After seeing veteran quarterback Andy Dalton in action for the first time with the Chicago Bears, a number of questions remain unanswered for the Bears, who continue to insist that Dalton will be the starting quarterback to open the season. Dalton’s struggles in week 2 against the Buffalo Bills were more than apparent. After punting on three of the Bears’ first four possessions, Dalton’s lone highlight of the afternoon was a 73-yard touchdown pass to wide receiver Rodney Adams.
When rookie quarterback Justin Fields took over in the second half, Chicago once again showed signs of life, however, the Bears were unable to capitalize with just nine second half points. Dalton’s poor performance has led to questions, including a major one that will need to be answered soon: Are the Bears making a mistake starting Dalton?
The simple answer is yes. What the Bears do at the quarterback position in 2021 needs to be predicated upon two factors: Fields and what’s best for Fields. Starting Dalton takes away valuable reps for Fields, who’s proven more than enough throughout practice that the 11th overall pick deserves a chance to play with the first-team. When we say the word “valuable reps”, we are simply referring to reps with the first-team that would give Fields the opportunity to develop chemistry with playmakers such as wide receivers Allen Robinson, Darnell Mooney, and tight end Cole Kmet.
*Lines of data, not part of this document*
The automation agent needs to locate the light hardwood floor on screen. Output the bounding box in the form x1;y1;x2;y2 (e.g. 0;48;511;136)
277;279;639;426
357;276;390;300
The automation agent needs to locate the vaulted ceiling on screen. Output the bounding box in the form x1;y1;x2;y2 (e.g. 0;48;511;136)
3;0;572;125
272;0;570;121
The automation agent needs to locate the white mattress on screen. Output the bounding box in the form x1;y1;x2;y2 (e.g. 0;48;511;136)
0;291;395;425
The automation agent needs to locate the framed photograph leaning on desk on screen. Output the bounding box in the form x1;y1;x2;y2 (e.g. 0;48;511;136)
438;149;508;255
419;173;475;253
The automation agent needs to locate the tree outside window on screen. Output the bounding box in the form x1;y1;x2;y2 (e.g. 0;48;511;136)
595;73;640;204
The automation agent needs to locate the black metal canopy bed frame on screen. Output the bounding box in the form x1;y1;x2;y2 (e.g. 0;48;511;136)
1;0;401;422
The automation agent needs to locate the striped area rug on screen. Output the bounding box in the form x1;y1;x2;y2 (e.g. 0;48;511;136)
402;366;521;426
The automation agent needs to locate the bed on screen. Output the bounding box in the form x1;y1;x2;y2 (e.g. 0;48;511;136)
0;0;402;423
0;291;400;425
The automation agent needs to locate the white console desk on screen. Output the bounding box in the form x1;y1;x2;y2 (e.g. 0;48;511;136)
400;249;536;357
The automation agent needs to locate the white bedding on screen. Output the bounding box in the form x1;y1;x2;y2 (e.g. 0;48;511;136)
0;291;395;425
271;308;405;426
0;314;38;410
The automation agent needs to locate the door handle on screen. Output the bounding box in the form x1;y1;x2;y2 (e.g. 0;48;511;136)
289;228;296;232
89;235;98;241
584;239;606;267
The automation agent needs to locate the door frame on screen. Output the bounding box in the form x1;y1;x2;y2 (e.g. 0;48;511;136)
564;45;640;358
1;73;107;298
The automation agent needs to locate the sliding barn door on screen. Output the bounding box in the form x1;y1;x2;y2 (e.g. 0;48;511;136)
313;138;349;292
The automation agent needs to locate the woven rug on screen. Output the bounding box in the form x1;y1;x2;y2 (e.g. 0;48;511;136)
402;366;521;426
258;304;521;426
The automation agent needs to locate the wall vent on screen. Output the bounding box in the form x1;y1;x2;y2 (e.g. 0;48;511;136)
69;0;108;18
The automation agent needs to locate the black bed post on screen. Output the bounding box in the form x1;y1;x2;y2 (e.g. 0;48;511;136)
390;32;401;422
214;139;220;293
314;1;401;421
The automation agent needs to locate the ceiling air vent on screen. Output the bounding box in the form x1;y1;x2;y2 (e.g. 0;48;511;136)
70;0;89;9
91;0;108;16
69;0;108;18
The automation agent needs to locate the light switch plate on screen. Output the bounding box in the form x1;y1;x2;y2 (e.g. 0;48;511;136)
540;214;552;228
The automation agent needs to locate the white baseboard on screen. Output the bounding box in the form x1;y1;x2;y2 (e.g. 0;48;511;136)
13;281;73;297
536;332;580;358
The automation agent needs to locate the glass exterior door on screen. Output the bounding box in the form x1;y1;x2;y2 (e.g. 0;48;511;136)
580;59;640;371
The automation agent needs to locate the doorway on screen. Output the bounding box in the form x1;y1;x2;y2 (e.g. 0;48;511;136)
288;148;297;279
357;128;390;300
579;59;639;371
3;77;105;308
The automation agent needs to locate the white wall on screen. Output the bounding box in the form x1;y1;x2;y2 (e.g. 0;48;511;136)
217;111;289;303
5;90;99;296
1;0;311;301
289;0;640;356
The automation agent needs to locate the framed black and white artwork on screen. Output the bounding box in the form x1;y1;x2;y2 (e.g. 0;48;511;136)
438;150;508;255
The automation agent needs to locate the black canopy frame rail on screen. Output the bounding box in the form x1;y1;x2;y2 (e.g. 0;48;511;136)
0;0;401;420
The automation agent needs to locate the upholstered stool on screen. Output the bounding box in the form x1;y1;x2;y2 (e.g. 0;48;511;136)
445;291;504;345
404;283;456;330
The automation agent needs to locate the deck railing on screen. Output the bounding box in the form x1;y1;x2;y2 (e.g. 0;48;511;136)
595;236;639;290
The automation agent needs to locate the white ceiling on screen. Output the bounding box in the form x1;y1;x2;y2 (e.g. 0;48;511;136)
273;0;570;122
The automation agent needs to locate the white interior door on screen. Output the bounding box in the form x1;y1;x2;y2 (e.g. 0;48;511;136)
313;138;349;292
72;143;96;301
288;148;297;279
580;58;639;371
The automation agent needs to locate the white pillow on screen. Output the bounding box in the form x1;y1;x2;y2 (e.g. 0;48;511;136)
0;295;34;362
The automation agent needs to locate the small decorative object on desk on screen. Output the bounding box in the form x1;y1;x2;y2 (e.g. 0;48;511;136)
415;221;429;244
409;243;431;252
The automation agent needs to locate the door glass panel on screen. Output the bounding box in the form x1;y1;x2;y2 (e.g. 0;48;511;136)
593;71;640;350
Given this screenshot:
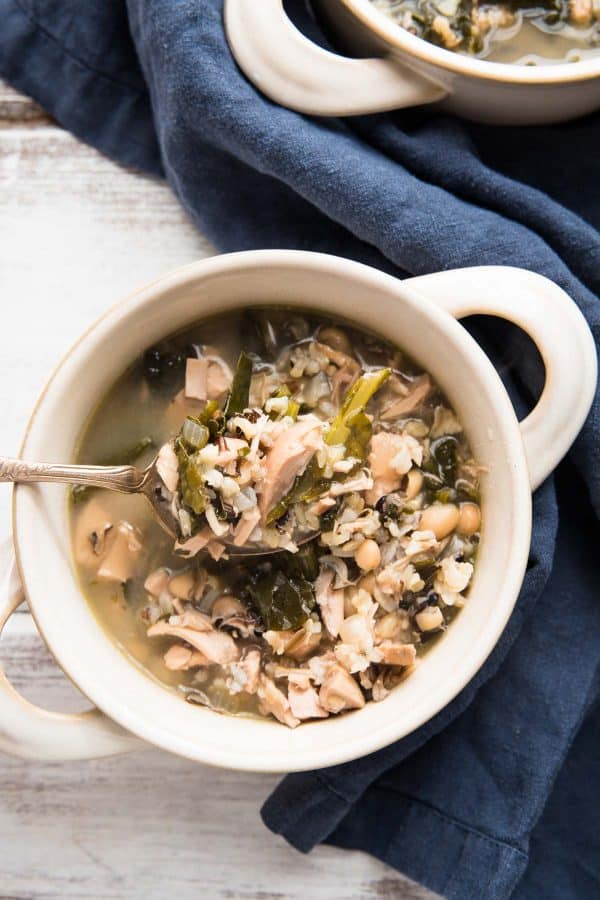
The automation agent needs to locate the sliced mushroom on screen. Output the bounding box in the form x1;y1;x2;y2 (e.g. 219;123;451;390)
328;353;360;405
168;570;197;600
380;375;431;421
96;523;142;583
175;608;213;632
144;567;171;597
147;620;239;664
73;498;114;569
163;644;210;671
211;595;246;620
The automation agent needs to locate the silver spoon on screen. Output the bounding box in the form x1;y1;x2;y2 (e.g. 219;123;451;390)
0;456;318;556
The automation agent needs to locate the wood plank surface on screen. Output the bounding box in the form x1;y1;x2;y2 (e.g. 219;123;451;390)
0;80;436;900
0;80;50;122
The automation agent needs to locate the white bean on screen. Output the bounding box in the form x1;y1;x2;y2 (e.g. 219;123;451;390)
419;503;459;539
457;502;481;535
415;606;444;632
355;539;381;571
405;468;424;500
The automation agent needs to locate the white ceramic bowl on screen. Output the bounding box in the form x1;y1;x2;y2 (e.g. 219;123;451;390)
225;0;600;124
0;251;596;770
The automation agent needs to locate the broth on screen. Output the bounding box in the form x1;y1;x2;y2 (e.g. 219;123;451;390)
71;307;481;727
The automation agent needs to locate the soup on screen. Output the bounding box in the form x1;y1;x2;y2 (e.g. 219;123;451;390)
371;0;600;63
71;308;481;728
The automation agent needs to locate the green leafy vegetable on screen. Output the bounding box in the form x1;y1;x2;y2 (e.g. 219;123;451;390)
270;385;300;420
224;351;253;417
181;417;209;450
174;438;207;517
343;410;373;461
326;368;391;449
319;499;340;532
245;565;315;630
285;541;319;583
266;458;330;525
180;401;224;445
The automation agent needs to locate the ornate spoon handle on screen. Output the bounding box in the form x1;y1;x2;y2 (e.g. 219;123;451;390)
0;457;145;493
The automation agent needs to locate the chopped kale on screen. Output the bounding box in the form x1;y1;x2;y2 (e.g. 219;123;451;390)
224;351;254;417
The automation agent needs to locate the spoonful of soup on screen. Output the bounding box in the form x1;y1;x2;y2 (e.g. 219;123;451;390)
0;352;391;558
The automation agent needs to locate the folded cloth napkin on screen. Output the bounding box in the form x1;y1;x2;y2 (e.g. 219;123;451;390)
1;2;599;896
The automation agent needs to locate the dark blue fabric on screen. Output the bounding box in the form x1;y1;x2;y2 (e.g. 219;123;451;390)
1;2;599;897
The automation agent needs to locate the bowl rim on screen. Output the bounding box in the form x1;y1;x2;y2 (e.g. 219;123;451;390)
12;250;532;771
342;0;600;84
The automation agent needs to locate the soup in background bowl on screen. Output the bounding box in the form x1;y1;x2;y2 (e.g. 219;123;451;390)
71;308;481;728
371;0;600;64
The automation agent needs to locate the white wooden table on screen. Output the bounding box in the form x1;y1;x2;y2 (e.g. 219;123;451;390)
0;82;435;900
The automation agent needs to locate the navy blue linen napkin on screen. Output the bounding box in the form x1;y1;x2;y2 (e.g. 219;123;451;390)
1;2;599;897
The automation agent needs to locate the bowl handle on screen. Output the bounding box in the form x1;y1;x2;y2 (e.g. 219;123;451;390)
0;539;143;760
406;266;597;491
224;0;446;116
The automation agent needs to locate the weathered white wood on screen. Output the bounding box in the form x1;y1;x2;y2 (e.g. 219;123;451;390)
0;83;436;899
0;79;49;121
0;125;212;537
1;614;427;900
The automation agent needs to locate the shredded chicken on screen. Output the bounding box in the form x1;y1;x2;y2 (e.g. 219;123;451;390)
319;666;366;713
258;420;323;518
288;677;329;720
257;675;300;728
315;568;345;638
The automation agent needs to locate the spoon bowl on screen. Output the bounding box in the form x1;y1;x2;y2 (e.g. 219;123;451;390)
0;455;318;557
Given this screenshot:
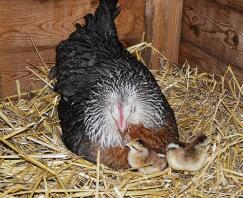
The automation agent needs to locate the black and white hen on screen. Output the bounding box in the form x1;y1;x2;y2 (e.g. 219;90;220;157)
50;0;178;166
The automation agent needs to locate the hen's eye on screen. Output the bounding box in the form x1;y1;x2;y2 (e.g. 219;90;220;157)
133;106;136;112
108;105;113;112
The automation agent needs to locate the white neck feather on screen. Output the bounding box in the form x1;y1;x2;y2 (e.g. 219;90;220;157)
84;85;165;148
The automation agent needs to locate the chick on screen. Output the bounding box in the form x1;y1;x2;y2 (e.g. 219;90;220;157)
166;135;210;171
126;124;177;154
127;139;167;174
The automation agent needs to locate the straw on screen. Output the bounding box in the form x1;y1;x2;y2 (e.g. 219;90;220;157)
0;41;242;198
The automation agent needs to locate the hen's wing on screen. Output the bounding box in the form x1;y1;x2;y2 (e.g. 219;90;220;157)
100;147;130;170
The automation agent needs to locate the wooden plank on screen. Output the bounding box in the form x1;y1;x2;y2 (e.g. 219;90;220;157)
116;0;145;46
0;48;54;97
0;0;145;98
144;0;184;69
179;39;243;81
179;0;243;83
213;0;243;12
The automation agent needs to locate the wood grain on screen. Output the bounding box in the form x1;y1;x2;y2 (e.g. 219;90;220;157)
213;0;243;12
0;0;145;97
179;0;243;83
179;39;243;81
144;0;184;69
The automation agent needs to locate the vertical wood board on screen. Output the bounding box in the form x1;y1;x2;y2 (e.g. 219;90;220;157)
144;0;184;69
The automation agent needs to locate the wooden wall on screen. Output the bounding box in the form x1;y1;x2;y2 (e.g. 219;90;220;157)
0;0;145;97
179;0;243;82
1;0;242;98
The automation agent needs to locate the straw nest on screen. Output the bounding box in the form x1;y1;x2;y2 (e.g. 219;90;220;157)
0;42;242;198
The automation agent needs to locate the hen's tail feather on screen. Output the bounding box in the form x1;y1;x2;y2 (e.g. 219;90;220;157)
82;0;120;40
48;66;57;80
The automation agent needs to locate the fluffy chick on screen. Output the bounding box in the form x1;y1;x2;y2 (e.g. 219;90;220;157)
166;135;210;171
127;140;167;174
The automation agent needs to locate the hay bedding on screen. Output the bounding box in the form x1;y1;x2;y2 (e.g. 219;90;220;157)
0;42;242;198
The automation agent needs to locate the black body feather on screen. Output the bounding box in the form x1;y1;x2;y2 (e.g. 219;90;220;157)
51;0;178;163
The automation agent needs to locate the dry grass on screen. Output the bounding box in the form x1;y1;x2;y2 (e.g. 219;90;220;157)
0;42;242;198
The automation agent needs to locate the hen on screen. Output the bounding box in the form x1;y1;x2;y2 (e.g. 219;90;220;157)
50;0;178;169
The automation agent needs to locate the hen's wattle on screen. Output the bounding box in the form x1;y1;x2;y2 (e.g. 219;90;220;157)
50;0;178;167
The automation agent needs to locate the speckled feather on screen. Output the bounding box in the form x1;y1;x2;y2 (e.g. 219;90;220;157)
51;0;178;166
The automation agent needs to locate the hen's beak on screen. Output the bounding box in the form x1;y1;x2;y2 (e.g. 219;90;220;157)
116;103;128;133
114;120;127;136
117;121;127;133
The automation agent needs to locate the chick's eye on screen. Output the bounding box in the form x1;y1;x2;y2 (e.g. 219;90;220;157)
132;146;137;150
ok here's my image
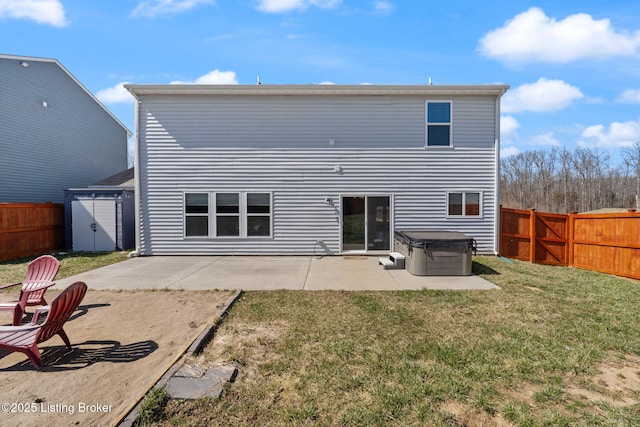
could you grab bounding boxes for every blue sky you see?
[2,0,640,161]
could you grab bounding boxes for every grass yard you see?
[0,252,129,290]
[151,257,640,427]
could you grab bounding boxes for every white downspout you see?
[127,88,142,257]
[494,87,508,255]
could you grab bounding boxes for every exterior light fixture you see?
[20,61,29,68]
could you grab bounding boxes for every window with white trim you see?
[426,101,452,147]
[448,192,481,217]
[185,193,209,237]
[216,193,240,236]
[184,192,272,238]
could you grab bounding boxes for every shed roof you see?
[92,167,134,187]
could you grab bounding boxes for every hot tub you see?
[394,230,476,276]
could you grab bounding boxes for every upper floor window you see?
[426,101,452,147]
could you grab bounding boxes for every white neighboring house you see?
[125,84,508,256]
[0,54,130,203]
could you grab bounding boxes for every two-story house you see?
[125,84,508,256]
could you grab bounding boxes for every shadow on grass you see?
[472,261,500,275]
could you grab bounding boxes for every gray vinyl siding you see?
[139,95,496,149]
[136,92,499,255]
[0,57,128,203]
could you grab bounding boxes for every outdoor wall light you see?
[334,165,342,173]
[20,61,29,68]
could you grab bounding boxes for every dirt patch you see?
[501,353,640,419]
[0,289,234,426]
[202,321,289,381]
[440,401,514,427]
[566,354,640,406]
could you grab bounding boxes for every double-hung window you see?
[426,101,452,147]
[448,192,481,217]
[184,192,272,238]
[216,193,240,236]
[246,193,271,236]
[185,193,209,237]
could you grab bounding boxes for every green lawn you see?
[0,252,129,290]
[3,253,640,426]
[153,257,640,426]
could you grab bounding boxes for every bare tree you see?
[500,146,634,213]
[622,142,640,210]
Head coach Matt Nagy insisted after Saturday’s loss to the Bills that Dalton would remain the starter. When Chicago faces the Tennessee Titans, the gameplan needs to feature heavy doses of Fields as the starter throughout the game. If preseason games are merely dress rehearsals and provide teams with an opportunity to evaluate talent, the Bears should be taking full advantage of the preseason to see what Fields is able to do with extended playing time and not just scripted reps that the coaches had preplanned for.